Neo4j/Graph (in general) Enumerator Modeling Best Practice

I'm curious what the best way to model enumerators are in Neo4j. Should they be nodes, relationships, properties, etc.?

enum Activity {
    BASKETBALL,  // ID: 1
    HOCKEY // ID: 2
}

For example, in SQL I could just make an enum table and have foreign key relationships (ID: 1, 2) pointing to that lookup table. Should I just have a node for each entry (BASKETBALL, HOCKEY) that would have been in that SQL enum table, or should it be in a label or property? Are there performance impacts by having, say, thousands or millions of nodes thus pointing to that one enum node, or is it more or less not really a concern?

I understand there might be cases for each, and if so, please explain when to use which.

Solution

For this kind of modeling, nodes are the best approximation, with the label being the type, and a property on each for the value.

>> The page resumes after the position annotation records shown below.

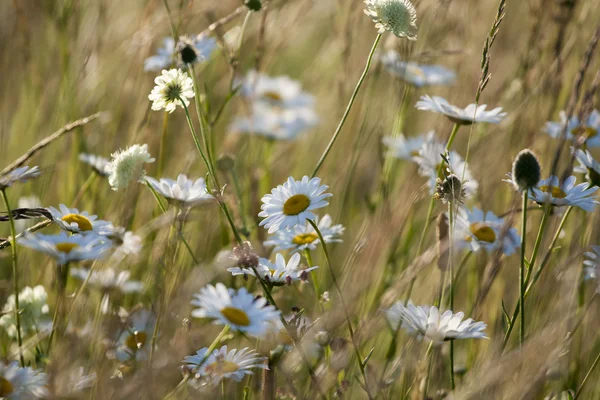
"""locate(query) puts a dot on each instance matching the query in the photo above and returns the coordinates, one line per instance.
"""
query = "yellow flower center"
(555, 191)
(66, 247)
(304, 238)
(236, 316)
(222, 367)
(6, 387)
(82, 222)
(273, 96)
(483, 232)
(136, 340)
(296, 204)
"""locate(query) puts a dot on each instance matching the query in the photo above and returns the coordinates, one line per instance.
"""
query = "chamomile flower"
(66, 248)
(134, 340)
(405, 148)
(278, 273)
(463, 116)
(415, 74)
(203, 46)
(292, 203)
(279, 91)
(477, 230)
(236, 308)
(396, 16)
(275, 123)
(75, 221)
(588, 166)
(21, 174)
(127, 165)
(171, 88)
(184, 191)
(303, 237)
(564, 194)
(108, 280)
(18, 383)
(427, 322)
(223, 364)
(590, 128)
(98, 163)
(429, 160)
(591, 268)
(33, 312)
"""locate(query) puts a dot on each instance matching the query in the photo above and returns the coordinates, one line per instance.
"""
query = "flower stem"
(522, 269)
(347, 315)
(13, 252)
(349, 107)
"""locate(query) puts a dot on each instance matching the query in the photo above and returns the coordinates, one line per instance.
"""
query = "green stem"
(349, 107)
(346, 313)
(522, 269)
(13, 252)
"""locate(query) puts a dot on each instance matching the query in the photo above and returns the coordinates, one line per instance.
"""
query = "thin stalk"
(347, 315)
(455, 129)
(522, 269)
(13, 253)
(349, 107)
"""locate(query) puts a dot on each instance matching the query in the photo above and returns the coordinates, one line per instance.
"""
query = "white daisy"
(588, 166)
(98, 163)
(565, 194)
(590, 128)
(135, 338)
(172, 86)
(418, 75)
(278, 273)
(222, 364)
(476, 230)
(127, 165)
(21, 174)
(18, 383)
(33, 312)
(75, 221)
(238, 309)
(429, 160)
(278, 91)
(66, 248)
(396, 16)
(464, 116)
(406, 148)
(591, 268)
(292, 203)
(184, 191)
(204, 46)
(108, 279)
(428, 322)
(302, 237)
(275, 123)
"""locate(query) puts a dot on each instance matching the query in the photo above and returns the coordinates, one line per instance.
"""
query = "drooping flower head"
(427, 322)
(396, 16)
(223, 364)
(292, 203)
(278, 273)
(464, 116)
(303, 237)
(171, 88)
(128, 165)
(236, 308)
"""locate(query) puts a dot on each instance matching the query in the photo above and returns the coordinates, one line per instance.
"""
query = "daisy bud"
(396, 16)
(128, 165)
(526, 171)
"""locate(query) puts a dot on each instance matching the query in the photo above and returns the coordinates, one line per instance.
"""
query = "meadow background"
(64, 60)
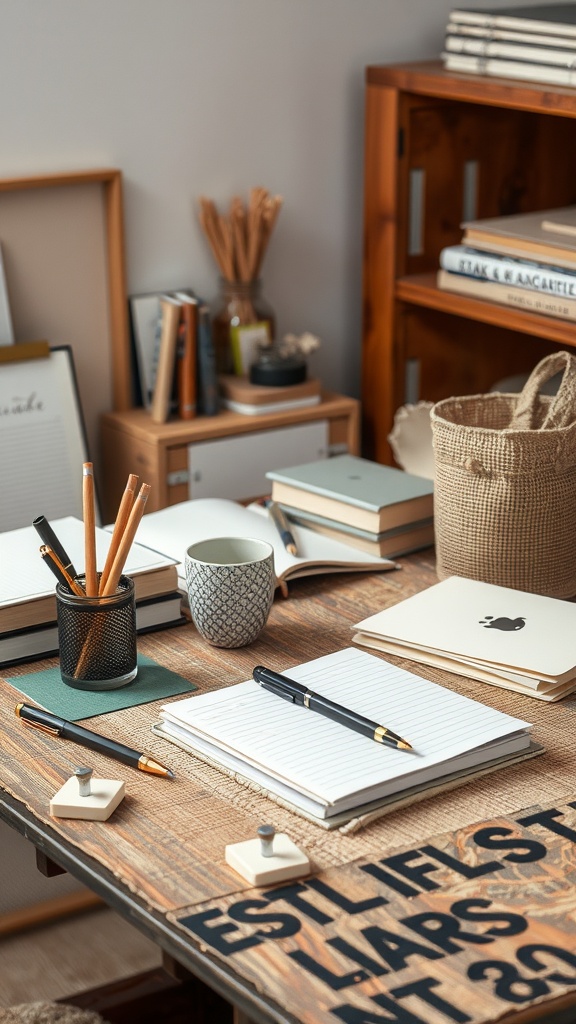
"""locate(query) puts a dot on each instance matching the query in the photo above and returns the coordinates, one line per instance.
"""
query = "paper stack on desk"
(504, 637)
(328, 772)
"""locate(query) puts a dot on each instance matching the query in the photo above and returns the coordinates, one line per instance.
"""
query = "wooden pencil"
(126, 541)
(122, 516)
(89, 530)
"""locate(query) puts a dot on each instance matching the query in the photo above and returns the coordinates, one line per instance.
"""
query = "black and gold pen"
(43, 720)
(46, 534)
(297, 693)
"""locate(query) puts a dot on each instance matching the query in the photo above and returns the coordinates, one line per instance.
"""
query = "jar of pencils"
(97, 637)
(240, 308)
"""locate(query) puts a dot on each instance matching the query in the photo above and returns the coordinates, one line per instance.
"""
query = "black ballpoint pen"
(282, 526)
(46, 534)
(43, 720)
(297, 693)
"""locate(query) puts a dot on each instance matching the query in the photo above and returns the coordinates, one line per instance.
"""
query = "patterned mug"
(231, 584)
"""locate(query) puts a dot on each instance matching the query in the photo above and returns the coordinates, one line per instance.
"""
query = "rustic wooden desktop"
(459, 908)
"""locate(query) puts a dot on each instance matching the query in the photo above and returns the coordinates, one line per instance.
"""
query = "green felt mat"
(152, 683)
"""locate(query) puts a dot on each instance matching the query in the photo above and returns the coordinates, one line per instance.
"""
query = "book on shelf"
(558, 18)
(530, 300)
(187, 355)
(502, 68)
(42, 641)
(522, 235)
(28, 587)
(329, 772)
(554, 53)
(504, 637)
(474, 263)
(389, 544)
(172, 529)
(207, 396)
(239, 394)
(483, 33)
(358, 492)
(163, 388)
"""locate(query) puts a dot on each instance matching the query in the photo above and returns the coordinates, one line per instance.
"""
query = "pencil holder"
(97, 638)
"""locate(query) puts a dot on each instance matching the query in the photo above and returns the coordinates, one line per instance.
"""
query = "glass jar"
(240, 304)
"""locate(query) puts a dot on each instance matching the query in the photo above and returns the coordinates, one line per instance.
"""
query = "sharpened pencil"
(89, 530)
(126, 540)
(122, 517)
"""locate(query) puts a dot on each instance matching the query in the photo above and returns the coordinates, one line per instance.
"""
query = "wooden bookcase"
(131, 442)
(441, 147)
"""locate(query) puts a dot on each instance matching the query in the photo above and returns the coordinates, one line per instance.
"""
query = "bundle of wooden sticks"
(239, 241)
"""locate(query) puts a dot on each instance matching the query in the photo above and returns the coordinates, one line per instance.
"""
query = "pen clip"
(42, 728)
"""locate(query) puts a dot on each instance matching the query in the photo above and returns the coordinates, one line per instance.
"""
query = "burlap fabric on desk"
(191, 818)
(505, 484)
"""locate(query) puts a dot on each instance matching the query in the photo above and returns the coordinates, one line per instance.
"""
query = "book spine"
(186, 365)
(507, 270)
(166, 363)
(523, 298)
(207, 378)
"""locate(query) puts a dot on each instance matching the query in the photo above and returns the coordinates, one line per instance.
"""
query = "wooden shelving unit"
(442, 147)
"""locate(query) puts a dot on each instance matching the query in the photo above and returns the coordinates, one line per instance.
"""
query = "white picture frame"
(42, 439)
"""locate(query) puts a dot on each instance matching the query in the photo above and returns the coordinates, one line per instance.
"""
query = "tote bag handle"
(562, 411)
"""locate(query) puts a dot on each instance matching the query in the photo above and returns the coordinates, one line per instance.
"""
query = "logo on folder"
(502, 623)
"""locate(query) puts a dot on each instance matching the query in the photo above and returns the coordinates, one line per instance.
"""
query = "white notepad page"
(331, 764)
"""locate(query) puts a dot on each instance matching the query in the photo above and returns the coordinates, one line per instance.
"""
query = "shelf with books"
(422, 290)
(162, 451)
(443, 147)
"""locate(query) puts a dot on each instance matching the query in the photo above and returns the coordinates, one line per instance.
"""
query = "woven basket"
(505, 484)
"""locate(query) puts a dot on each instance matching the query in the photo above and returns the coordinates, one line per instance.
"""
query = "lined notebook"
(327, 770)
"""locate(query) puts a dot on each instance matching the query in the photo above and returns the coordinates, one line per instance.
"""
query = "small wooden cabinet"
(131, 442)
(442, 147)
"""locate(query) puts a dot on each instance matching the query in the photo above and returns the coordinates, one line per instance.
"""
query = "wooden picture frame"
(63, 244)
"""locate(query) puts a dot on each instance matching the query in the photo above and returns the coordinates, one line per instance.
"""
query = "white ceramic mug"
(231, 583)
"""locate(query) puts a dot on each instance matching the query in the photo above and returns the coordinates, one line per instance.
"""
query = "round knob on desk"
(84, 775)
(266, 834)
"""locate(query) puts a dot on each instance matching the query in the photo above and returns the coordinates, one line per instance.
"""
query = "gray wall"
(211, 96)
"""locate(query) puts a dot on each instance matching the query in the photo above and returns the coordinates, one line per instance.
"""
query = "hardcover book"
(557, 17)
(358, 492)
(524, 235)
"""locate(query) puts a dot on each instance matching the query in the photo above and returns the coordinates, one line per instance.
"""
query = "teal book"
(354, 491)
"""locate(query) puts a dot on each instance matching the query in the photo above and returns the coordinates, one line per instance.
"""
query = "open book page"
(173, 529)
(331, 765)
(25, 577)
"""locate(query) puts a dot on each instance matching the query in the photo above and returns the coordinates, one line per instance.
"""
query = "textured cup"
(231, 585)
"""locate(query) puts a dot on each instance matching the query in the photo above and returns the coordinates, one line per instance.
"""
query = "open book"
(28, 587)
(326, 770)
(173, 529)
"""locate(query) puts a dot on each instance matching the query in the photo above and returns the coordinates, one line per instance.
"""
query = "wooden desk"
(419, 916)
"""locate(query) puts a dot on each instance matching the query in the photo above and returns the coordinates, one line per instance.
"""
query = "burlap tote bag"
(505, 484)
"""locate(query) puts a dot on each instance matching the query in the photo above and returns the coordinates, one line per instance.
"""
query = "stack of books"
(496, 635)
(535, 43)
(526, 260)
(329, 773)
(377, 509)
(239, 394)
(28, 602)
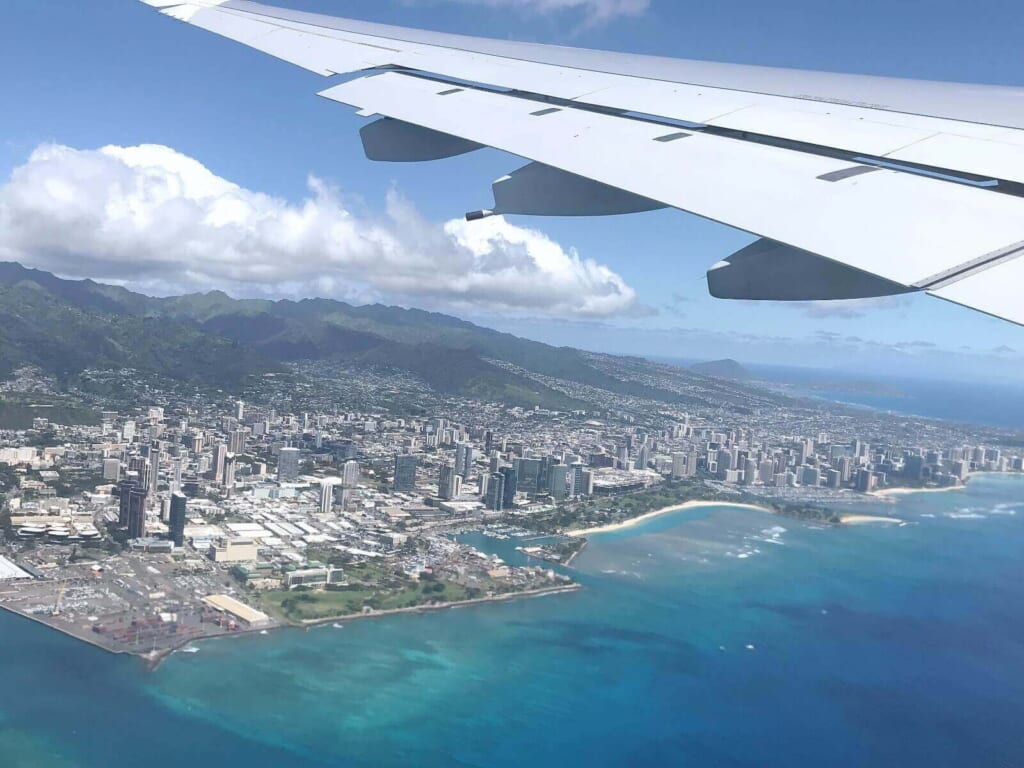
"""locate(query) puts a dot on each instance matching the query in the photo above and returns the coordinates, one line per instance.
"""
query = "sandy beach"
(868, 519)
(664, 511)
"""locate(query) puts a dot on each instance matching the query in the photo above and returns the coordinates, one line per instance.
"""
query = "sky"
(136, 150)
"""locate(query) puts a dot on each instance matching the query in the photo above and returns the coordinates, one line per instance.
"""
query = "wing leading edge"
(884, 187)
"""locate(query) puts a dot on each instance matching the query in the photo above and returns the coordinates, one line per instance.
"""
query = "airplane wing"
(855, 186)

To model your enum example you might have:

(:Activity{name:'BASKETBALL'})
(:Activity{name:'HOCKEY'})

Then you can have relationships to these nodes as appropriate:

(:Person{name:'Matt'})-[:INTERESTED_IN]->(:Activity{name:'HOCKEY'})

This makes it work well for most kinds of queries (Give me information about Matt including what activities he's interested in; Is Matt interested in hockey? Which people are interested in hockey?)

In a case where you may have thousands or millions of nodes connected to the enum, performance impact really depends upon the direction you're traversing. If a single person only has one (or a few) relationships to :Activity nodes, then a query from persons to activities will be cheap.

However a query from the activity to persons may be more expensive. For example, if your hockey node has millions of connections, this kind of query could be a problem

...
// previously matched (p:Person) to all students at a school
// per student, find who else has a common interest in an activity
MATCH (p)-[:INTERESTED_IN]->()<-[:INTERESTED_IN]-(personWithCommmonInterest)
...

The first traversal in the match is cheap, since persons have few things they are interested in...but the second can be more expensive, as a great many people are interested in the same thing.